Later, we will have a debate on the money that has been taken from our frontline policing. Councils also provide essential infrastructure to make sure that people can live in decent, safe and thriving communities. We have seen a 40% reduction in crime reduction spend by local authorities and a 66% reduction in community safety services—that is the people who go round parks and cemeteries to make sure they are safe and the CCTV operators who can capture evidence and hold criminals to account. That is where the money is being taken from. When we have the policing debate, we will hear about the absolute frontline impact of the cuts, but we also need to think about the council services that have been snatched away through austerity, because that has been the real impact.
I cannot give way again. I will happily share a drink with the hon.
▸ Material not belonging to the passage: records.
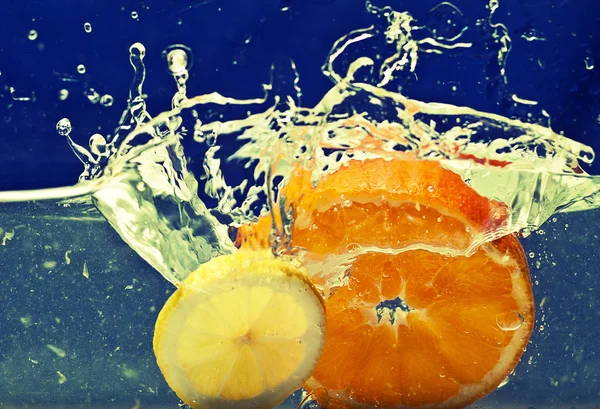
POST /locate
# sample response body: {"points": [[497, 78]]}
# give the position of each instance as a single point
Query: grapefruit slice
{"points": [[243, 331], [416, 322]]}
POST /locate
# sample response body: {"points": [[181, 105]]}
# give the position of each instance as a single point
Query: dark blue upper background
{"points": [[253, 34]]}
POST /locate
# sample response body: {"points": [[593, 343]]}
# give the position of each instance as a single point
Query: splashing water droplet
{"points": [[106, 100], [137, 49], [97, 144], [179, 59], [63, 127], [509, 321]]}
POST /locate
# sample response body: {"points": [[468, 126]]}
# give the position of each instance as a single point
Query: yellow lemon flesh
{"points": [[243, 331]]}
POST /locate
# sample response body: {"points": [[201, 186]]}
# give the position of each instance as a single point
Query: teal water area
{"points": [[79, 308]]}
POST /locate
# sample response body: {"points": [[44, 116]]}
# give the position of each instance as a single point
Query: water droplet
{"points": [[137, 49], [63, 94], [179, 59], [106, 100], [63, 127], [509, 321]]}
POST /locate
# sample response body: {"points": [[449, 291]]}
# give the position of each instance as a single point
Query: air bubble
{"points": [[63, 94], [106, 100], [63, 127]]}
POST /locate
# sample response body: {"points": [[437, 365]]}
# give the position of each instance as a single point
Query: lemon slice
{"points": [[243, 331]]}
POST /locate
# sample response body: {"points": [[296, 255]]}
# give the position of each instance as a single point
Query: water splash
{"points": [[177, 214]]}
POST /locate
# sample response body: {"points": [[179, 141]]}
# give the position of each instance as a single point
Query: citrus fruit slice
{"points": [[243, 331], [421, 318]]}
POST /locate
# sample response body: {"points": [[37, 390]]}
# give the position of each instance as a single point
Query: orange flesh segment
{"points": [[465, 320]]}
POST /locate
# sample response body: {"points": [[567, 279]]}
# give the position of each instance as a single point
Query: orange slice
{"points": [[243, 331], [418, 324]]}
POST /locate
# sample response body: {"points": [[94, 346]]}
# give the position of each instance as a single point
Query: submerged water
{"points": [[82, 305]]}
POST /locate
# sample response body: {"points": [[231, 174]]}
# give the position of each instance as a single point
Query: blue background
{"points": [[254, 34], [101, 314]]}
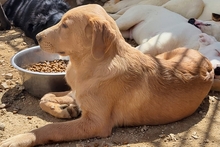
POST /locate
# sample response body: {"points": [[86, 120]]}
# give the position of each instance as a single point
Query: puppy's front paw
{"points": [[22, 140], [60, 110]]}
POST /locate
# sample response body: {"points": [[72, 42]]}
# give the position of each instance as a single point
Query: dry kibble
{"points": [[58, 65]]}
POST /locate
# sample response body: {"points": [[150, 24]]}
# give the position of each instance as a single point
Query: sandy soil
{"points": [[20, 112]]}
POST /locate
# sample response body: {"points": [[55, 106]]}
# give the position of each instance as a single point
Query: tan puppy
{"points": [[115, 84]]}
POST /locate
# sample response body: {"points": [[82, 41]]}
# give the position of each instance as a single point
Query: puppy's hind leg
{"points": [[60, 104]]}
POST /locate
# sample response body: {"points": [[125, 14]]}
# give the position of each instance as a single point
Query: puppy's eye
{"points": [[64, 25]]}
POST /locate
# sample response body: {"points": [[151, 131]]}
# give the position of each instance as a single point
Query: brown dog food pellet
{"points": [[54, 66]]}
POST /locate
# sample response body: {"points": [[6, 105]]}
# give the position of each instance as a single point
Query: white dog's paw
{"points": [[22, 140], [205, 39]]}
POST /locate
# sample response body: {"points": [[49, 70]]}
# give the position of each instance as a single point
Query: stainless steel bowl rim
{"points": [[32, 72]]}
Gentleman in the bar later and compare Basingstoke and Deane with Oldham, but that is as far as we need to go today.
If the Tory Government are determined to see Britain through Brexit, it has to be based on strong foundations. Essential to that are strong, high-performing public services. In many of our areas, not only have our economies been left behind but our public services have been completely fragmented and fractured as a result of Tory austerity.
What we say today is: enough is enough. Local government has taken the brunt of austerity, but it cannot carry on. We know the deficit, which has been identified by the LGA and the National Audit Office. All we ask for is that we see from this Secretary of State the same energy that the Defence Secretary showed when he went out and publicly demanded money for his Department and that the Health Secretary showed when he demanded money for the NHS.